Radical nephrectomy operation
Radical nephrectomy is an operation in which the cancerous kidney is removed completely. If the cancer has spread to the lymph nodes outside the kidney or to the inside of the inferior vena cava, partial nephrectomy (removal only of the tumor) cannot be performed. Radical nephrectomy (removal of the kidney completely) should be conducted. The kidney should be removed completely with the lymph nodes. The studies have demonstrated that even the positron emission tomography (PET) fails to detect definitely the lymph node metastasis of kidney cancers. Unnecessary PET imaging should not be performed. In radical nephrectomy, the kidney is removed completely along with the adipose issues around it. The grown lymph nodes which radiologically give the impression of metastasis must certainly be removed during the surgical operation. They should be sent to pathological examination.

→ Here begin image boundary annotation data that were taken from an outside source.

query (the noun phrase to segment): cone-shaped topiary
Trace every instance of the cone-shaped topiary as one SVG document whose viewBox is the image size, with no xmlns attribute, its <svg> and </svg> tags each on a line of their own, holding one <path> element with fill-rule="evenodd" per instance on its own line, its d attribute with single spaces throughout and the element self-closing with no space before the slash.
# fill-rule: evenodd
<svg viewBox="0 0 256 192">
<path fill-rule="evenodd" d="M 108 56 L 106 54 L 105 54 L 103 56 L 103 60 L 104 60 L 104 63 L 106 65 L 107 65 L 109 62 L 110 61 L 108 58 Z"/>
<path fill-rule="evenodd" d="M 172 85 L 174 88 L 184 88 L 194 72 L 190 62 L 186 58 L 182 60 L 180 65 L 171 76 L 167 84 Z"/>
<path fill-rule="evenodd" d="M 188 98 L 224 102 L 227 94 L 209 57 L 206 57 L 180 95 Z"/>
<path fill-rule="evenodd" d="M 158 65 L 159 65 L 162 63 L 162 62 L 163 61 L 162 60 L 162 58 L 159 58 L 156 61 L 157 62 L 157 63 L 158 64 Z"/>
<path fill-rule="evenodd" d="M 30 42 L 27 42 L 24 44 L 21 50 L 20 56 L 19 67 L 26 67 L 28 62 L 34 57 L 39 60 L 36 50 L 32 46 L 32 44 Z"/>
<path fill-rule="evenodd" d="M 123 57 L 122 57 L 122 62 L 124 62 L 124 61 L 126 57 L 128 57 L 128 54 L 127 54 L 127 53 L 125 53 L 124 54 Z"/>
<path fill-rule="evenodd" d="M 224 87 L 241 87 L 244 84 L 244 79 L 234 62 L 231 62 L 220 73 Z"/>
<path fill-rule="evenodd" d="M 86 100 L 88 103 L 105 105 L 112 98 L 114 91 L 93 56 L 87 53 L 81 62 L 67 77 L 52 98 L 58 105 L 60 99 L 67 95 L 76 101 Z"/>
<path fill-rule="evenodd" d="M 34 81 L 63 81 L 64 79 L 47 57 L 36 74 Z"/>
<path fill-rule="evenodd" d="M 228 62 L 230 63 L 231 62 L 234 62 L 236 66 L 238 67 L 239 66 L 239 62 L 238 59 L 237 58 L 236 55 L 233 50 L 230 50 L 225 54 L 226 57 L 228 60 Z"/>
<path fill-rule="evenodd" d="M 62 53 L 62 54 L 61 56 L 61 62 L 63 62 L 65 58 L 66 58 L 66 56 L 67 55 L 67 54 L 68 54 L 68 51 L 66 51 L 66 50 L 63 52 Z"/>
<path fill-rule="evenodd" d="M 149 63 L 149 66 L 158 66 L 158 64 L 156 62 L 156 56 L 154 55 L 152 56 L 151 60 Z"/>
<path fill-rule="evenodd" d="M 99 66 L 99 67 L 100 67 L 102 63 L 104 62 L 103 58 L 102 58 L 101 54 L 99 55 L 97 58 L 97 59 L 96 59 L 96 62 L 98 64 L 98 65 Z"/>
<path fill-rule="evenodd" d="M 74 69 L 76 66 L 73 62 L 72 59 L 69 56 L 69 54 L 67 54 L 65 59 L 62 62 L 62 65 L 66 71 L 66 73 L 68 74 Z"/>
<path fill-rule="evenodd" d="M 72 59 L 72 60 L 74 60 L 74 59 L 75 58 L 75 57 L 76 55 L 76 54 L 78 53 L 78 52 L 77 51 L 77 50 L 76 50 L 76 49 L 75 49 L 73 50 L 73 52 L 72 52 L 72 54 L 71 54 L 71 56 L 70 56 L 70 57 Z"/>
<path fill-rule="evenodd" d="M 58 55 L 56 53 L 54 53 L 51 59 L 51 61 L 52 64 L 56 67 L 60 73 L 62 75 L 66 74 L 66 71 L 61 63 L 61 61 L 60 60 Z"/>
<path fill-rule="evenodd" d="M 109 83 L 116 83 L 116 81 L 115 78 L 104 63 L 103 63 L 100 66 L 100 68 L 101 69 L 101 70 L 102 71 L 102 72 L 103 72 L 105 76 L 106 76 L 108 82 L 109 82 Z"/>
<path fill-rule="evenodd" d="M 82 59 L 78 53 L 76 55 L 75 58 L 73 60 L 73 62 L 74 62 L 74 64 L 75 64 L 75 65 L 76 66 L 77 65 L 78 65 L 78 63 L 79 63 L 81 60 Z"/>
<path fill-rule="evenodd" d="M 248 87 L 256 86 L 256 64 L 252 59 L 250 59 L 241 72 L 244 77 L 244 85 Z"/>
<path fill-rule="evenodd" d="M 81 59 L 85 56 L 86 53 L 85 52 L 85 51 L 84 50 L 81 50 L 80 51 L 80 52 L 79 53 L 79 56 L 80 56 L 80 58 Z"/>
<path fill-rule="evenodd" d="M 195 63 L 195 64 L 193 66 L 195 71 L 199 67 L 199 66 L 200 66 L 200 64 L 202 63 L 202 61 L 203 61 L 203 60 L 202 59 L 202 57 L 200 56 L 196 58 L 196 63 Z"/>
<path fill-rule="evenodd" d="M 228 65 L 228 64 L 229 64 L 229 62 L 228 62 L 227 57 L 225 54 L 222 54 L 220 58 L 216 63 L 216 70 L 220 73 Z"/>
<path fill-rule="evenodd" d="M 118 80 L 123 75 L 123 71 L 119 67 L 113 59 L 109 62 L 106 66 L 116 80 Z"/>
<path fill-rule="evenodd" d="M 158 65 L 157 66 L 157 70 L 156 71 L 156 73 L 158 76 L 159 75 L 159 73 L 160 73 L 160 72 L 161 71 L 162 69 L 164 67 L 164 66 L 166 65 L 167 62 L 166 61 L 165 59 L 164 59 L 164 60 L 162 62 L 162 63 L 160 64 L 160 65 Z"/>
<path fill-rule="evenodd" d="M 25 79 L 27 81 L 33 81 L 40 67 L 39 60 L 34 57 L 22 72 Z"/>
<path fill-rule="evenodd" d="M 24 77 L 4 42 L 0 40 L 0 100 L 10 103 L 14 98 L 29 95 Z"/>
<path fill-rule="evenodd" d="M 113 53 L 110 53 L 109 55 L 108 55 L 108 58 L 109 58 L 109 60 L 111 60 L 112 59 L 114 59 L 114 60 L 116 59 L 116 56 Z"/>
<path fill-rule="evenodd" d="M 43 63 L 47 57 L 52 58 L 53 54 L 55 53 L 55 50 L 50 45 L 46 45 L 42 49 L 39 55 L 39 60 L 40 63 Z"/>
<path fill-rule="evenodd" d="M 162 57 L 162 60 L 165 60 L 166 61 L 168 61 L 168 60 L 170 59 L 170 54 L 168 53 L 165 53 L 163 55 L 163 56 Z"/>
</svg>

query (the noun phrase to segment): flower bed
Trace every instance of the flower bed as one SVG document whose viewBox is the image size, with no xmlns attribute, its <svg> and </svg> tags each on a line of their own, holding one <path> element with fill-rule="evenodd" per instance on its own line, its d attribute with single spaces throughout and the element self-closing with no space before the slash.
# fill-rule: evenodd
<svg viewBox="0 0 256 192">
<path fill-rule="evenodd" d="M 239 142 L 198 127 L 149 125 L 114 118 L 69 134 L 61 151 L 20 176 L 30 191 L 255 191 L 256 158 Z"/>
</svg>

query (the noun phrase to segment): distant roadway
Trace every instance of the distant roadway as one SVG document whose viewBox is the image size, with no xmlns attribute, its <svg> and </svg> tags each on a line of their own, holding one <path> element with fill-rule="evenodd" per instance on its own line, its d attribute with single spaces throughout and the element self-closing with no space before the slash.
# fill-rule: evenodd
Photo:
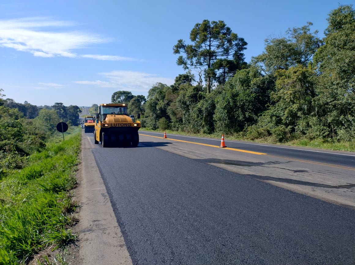
<svg viewBox="0 0 355 265">
<path fill-rule="evenodd" d="M 355 153 L 143 130 L 137 147 L 103 148 L 92 135 L 133 264 L 355 264 Z"/>
</svg>

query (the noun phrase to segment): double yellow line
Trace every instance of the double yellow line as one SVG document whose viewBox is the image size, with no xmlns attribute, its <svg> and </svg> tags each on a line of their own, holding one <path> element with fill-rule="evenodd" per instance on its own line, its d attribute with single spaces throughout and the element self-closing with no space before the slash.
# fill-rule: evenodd
<svg viewBox="0 0 355 265">
<path fill-rule="evenodd" d="M 153 136 L 153 135 L 149 135 L 148 134 L 140 134 L 140 135 L 144 135 L 144 136 L 149 136 L 151 137 L 155 137 L 156 138 L 160 138 L 160 139 L 165 139 L 166 138 L 164 138 L 163 137 L 160 137 L 158 136 Z M 172 139 L 171 138 L 169 138 L 169 140 L 171 140 L 172 141 L 176 141 L 178 142 L 182 142 L 184 143 L 193 143 L 194 145 L 204 145 L 206 146 L 211 146 L 212 147 L 217 147 L 217 148 L 221 148 L 219 146 L 218 146 L 216 145 L 207 145 L 206 143 L 195 143 L 194 142 L 189 142 L 187 141 L 184 141 L 183 140 L 178 140 L 176 139 Z M 228 147 L 224 147 L 223 148 L 221 149 L 227 149 L 228 150 L 231 150 L 232 151 L 237 151 L 239 152 L 244 152 L 244 153 L 248 153 L 250 154 L 266 154 L 264 153 L 259 153 L 258 152 L 253 152 L 252 151 L 248 151 L 246 150 L 242 150 L 241 149 L 237 149 L 235 148 L 229 148 Z"/>
</svg>

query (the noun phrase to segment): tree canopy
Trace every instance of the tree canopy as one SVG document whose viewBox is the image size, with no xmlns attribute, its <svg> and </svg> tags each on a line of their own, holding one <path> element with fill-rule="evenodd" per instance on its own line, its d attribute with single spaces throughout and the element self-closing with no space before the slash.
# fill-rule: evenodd
<svg viewBox="0 0 355 265">
<path fill-rule="evenodd" d="M 202 23 L 196 23 L 190 33 L 190 40 L 193 44 L 186 44 L 180 39 L 174 46 L 174 54 L 185 54 L 185 57 L 179 57 L 176 63 L 185 70 L 202 69 L 208 93 L 211 92 L 213 79 L 218 75 L 217 71 L 223 67 L 225 71 L 235 71 L 244 61 L 243 51 L 247 43 L 233 32 L 223 21 L 210 22 L 205 19 Z M 229 63 L 224 64 L 226 60 Z"/>
</svg>

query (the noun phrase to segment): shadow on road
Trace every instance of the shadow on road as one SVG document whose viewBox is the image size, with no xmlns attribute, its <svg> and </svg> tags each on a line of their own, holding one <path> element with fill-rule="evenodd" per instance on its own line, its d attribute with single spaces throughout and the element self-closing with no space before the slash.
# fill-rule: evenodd
<svg viewBox="0 0 355 265">
<path fill-rule="evenodd" d="M 239 161 L 237 160 L 231 160 L 230 159 L 217 159 L 215 158 L 207 158 L 206 159 L 195 159 L 203 163 L 214 163 L 222 165 L 230 165 L 239 166 L 240 167 L 262 167 L 264 166 L 273 165 L 279 165 L 286 163 L 289 163 L 291 161 L 287 162 L 280 162 L 279 161 L 269 161 L 268 162 L 251 162 L 250 161 Z M 306 170 L 293 170 L 287 168 L 283 168 L 284 169 L 289 170 L 294 173 L 300 172 L 306 172 Z M 332 185 L 321 183 L 316 183 L 308 181 L 304 181 L 302 180 L 297 180 L 291 179 L 286 179 L 282 177 L 275 177 L 268 176 L 260 176 L 256 175 L 245 174 L 243 176 L 262 181 L 272 181 L 278 182 L 288 183 L 289 184 L 296 184 L 297 185 L 303 185 L 311 187 L 316 187 L 321 188 L 349 188 L 355 187 L 355 184 L 348 184 L 346 185 Z"/>
</svg>

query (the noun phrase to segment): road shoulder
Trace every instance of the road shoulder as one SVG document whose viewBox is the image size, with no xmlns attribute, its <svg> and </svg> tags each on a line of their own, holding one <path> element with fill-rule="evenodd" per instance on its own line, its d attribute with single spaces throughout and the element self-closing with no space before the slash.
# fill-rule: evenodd
<svg viewBox="0 0 355 265">
<path fill-rule="evenodd" d="M 73 264 L 132 264 L 111 202 L 96 165 L 88 134 L 82 133 L 81 163 L 75 199 L 81 207 L 74 232 L 78 234 Z M 78 252 L 77 250 L 78 249 Z"/>
</svg>

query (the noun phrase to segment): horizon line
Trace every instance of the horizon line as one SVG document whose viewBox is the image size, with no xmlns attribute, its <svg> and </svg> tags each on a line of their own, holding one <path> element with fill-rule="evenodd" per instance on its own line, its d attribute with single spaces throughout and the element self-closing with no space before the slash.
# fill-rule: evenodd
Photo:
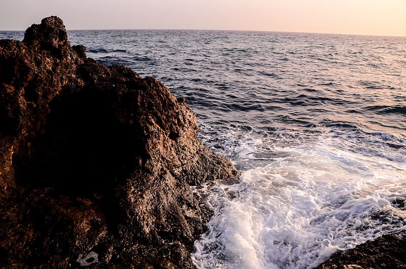
<svg viewBox="0 0 406 269">
<path fill-rule="evenodd" d="M 30 27 L 28 26 L 28 27 Z M 333 32 L 299 32 L 294 31 L 277 31 L 266 30 L 227 30 L 222 29 L 167 29 L 167 28 L 123 28 L 123 29 L 66 29 L 68 31 L 120 31 L 120 30 L 174 30 L 174 31 L 240 31 L 240 32 L 286 32 L 292 33 L 310 33 L 316 35 L 337 35 L 343 36 L 363 36 L 366 37 L 382 37 L 393 38 L 406 38 L 406 36 L 389 36 L 385 35 L 368 35 L 360 33 L 343 33 Z M 25 30 L 0 30 L 0 32 L 4 31 L 25 31 Z"/>
</svg>

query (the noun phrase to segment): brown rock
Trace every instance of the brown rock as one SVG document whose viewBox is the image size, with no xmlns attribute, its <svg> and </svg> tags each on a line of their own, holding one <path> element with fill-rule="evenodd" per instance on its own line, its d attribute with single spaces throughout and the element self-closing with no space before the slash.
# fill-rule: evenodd
<svg viewBox="0 0 406 269">
<path fill-rule="evenodd" d="M 0 40 L 0 266 L 193 267 L 189 185 L 236 172 L 181 101 L 86 58 L 57 17 Z"/>
<path fill-rule="evenodd" d="M 320 269 L 406 268 L 406 240 L 395 234 L 382 236 L 375 241 L 357 246 L 331 260 Z"/>
</svg>

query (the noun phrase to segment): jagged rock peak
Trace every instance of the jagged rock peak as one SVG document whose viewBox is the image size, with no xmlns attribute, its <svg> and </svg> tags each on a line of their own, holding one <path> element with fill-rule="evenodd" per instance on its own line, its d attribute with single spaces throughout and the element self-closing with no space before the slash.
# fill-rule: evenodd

In stage T3, kidney cancer may spread to the heart (atrium) via the inferior vena cava. Its location can be determined definitively using radiologically, especially MRI. In such cases, partial nephrectomy has no place. Radical nephrectomy is performed. The inferior vena cava is incised longitudinally. The tumor is cleared. The inferior vena cava is stitched. As seen in the image next to the page, in the cases where kidney cancer has spread to the heart, even the atrium is incised to remove the tumor. These patients can live for years thanks to a successful surgical operation. We have presented our radical nephrectomy vena cava and atrial thrombectomy series in advanced stage kidney cancers at an international congress in the US.